The small village of Charlo in northern New Brunswick may soon have two craft breweries if newcomer Savoie Brewpub can figure out how to survive with NB Liquor’s strict new regulations.
Rodney Savoie is trying to tap into the growth in interest in craft beer.
He is the owner of Savoie Brewpub, but his future is now uncertain because of new rules that NB Liquor has imposed on microbreweries.
Under the new rules, microbreweries to sell the first 10,000 litres through the Crown corporation first.
That has caused several craft brewers in the province to question whether their companies will be able to exist.
Savoie is figuring out how to start his business while dealing with the new rules.
“I'm going make it and bottle it and tag it and all the sales, as far as I know, go through NB liquor,” he said.
But if Savoie wants to grow his business, move it out of his basement, start selling from his own store, he would have to find a way to move 10,000 litres through NB liquor shelves first.
Savoie does have the luxury of learning from another nearby craft brewery. Savoie is being mentored by Derek Leslie, the owner of Shiretown Brewery.
Several breweries, such as Grimross Brewing Co., Railcar Brewing Co. and AWOL Brewery have all said the new rules could hurt their plans to develop their small business.
Brian Harriman, the president and chief executive officer of NB Liquor, said the Crown corporation will work with the craft brewing industry to make sure the new rules do not stifle their progress.

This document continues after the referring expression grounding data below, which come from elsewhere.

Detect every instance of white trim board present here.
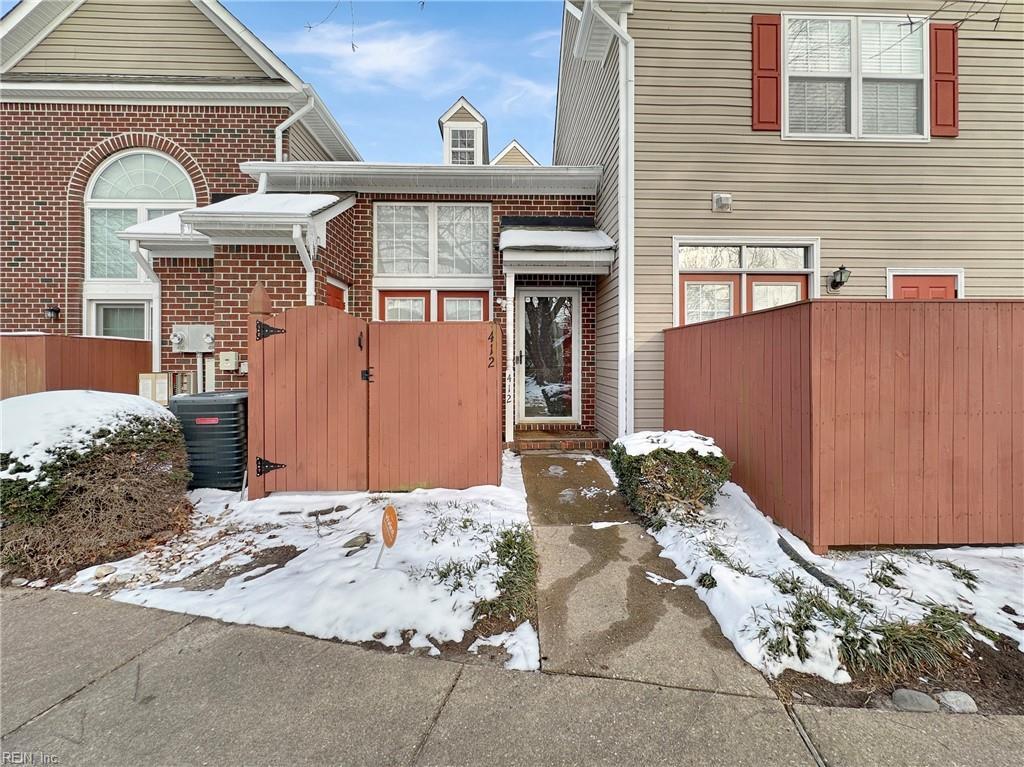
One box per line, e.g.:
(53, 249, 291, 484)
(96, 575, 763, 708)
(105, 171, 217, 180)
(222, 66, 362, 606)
(671, 236, 822, 327)
(885, 267, 965, 298)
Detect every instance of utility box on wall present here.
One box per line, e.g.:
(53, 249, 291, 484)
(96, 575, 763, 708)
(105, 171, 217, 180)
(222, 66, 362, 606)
(170, 324, 214, 354)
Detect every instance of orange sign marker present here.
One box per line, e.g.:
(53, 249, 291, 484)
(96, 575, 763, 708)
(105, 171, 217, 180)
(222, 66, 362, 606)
(382, 504, 399, 548)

Harriman denied in an interview last week that larger breweries were behind the new rules.
NB Liquor has said the rules are meant to make sure businesses entering the craft beer category are able to financially support and produce quality products and are safe for the public.
Shiretown mentoring new brewery
Charlo has a population of about 1,300 people and is located about 11 kilometres southeast of Dalhousie.
The village already has one successful craft brewery.
Shiretown Brewery products have been served in local restaurants and across New Brunswick for a year.
But Derek Leslie said he was able to grow Shiretown slowly because he didn’t have to worry about large brewing thresholds that now face Savoie and other craft breweries.
“People are expecting variances and changes. It's a very welcoming market as well and understanding I guess,” he said of the craft beer market.
Leslie is now selling in stores, restaurants and filling growlers at his Charlo location.
But he said his business may have been different if he had to contend with these new rules facing small breweries.
“I might have gotten halfway to 10,000 litres maybe in store. So I don't know, it's going to be a challenge for small operations,” he said.
“There's been little communication I think directly between ANBL and myself.”